Further information:
Pekka Vähähyyppä, CFO, tel. +358 50 3890012

www.stockmanngroup.com

STOCKMANN plc

Jari Latvanen
CEO

Distribution:
Nasdaq Helsinki Ltd
Principal media

Disclaimer

This announcement must be read in conjunction with the Consent Solicitation Memorandum. If any Holder is in any doubt as to the contents of this announcement, the Consent Solicitation Memorandum or the action it should take, such Holder should seek its own financial and legal advice, including in respect of any tax consequences, immediately from its stockbroker, bank manager, legal counsel, accountant or other appropriately authorised independent financial adviser.

This announcement is for information purposes only and neither this announcement nor the Consent Solicitation Memorandum constitutes an invitation to participate in the Consent Solicitation in any jurisdiction in which, or to any person to or from whom, it is unlawful to make such invitation or for there to be such participation under applicable securities laws.
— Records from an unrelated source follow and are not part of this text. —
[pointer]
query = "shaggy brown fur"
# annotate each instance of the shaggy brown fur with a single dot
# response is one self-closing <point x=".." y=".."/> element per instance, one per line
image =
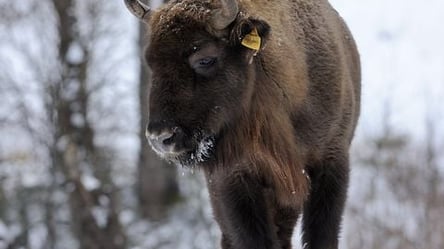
<point x="270" y="128"/>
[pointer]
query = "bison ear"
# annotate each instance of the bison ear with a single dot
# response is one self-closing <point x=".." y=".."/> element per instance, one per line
<point x="251" y="34"/>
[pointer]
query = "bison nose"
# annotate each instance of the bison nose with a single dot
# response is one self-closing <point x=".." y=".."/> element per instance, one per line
<point x="163" y="141"/>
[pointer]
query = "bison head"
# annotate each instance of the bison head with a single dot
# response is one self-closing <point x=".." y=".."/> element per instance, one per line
<point x="203" y="74"/>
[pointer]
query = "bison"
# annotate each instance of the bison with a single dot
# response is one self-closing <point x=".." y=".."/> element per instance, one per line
<point x="263" y="96"/>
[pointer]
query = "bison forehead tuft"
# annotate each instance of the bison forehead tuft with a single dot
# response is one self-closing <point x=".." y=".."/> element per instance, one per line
<point x="183" y="12"/>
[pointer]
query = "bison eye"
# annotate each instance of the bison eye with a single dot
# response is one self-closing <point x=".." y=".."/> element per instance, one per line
<point x="206" y="62"/>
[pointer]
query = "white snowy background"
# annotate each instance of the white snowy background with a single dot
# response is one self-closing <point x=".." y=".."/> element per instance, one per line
<point x="400" y="42"/>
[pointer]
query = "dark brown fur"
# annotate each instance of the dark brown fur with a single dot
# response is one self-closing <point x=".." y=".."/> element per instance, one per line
<point x="280" y="127"/>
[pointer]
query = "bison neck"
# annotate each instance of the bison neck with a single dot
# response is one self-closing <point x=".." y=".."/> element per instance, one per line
<point x="262" y="142"/>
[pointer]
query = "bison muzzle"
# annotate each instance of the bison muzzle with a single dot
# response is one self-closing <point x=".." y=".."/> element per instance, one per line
<point x="263" y="96"/>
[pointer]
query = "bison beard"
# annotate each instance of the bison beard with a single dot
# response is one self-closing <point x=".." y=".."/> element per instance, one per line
<point x="263" y="96"/>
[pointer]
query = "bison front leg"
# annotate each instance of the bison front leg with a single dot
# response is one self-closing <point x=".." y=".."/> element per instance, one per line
<point x="323" y="210"/>
<point x="241" y="210"/>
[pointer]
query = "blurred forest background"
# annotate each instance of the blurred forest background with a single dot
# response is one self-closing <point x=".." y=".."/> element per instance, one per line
<point x="75" y="170"/>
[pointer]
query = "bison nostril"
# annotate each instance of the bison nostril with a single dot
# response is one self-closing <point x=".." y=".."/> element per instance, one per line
<point x="163" y="142"/>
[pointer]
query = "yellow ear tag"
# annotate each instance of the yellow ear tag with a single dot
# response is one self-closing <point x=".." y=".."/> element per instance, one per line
<point x="252" y="40"/>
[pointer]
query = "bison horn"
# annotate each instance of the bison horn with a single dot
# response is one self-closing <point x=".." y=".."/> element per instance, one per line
<point x="140" y="10"/>
<point x="226" y="14"/>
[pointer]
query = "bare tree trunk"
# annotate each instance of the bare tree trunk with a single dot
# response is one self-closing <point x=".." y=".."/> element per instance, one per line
<point x="157" y="185"/>
<point x="74" y="150"/>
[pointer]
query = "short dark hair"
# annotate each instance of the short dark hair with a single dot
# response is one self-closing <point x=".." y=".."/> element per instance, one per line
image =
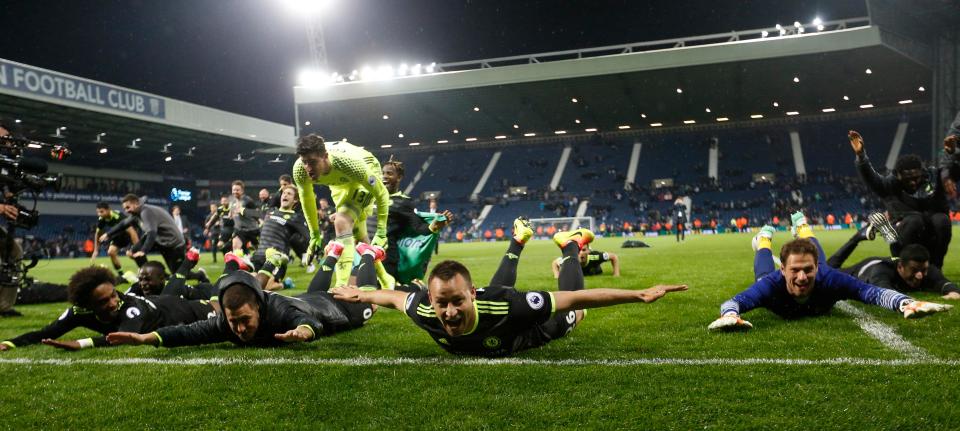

The distribution or publication of this announcement or of the Consent Solicitation Memorandum in certain jurisdictions may be restricted by law and persons into whose possession this announcement or the Consent Solicitation Memorandum come are required by Stockmann to inform themselves about, and to observe, any such restrictions.

The Consent Solicitation is only being made outside the United States. Neither this announcement nor the Consent Solicitation Memorandum is an offer of securities for sale in the United States or any other jurisdiction. Securities may not be offered or sold in the United States absent registration or an exemption from registration. The Capital Securities have not been, and will not be, registered under the Securities Act of 1933, as amended (the "Securities Act"), or the securities laws of any state or other jurisdiction of the United States, and may not be offered or sold in the United States, unless an exemption from the registration requirements of the Securities Act is available.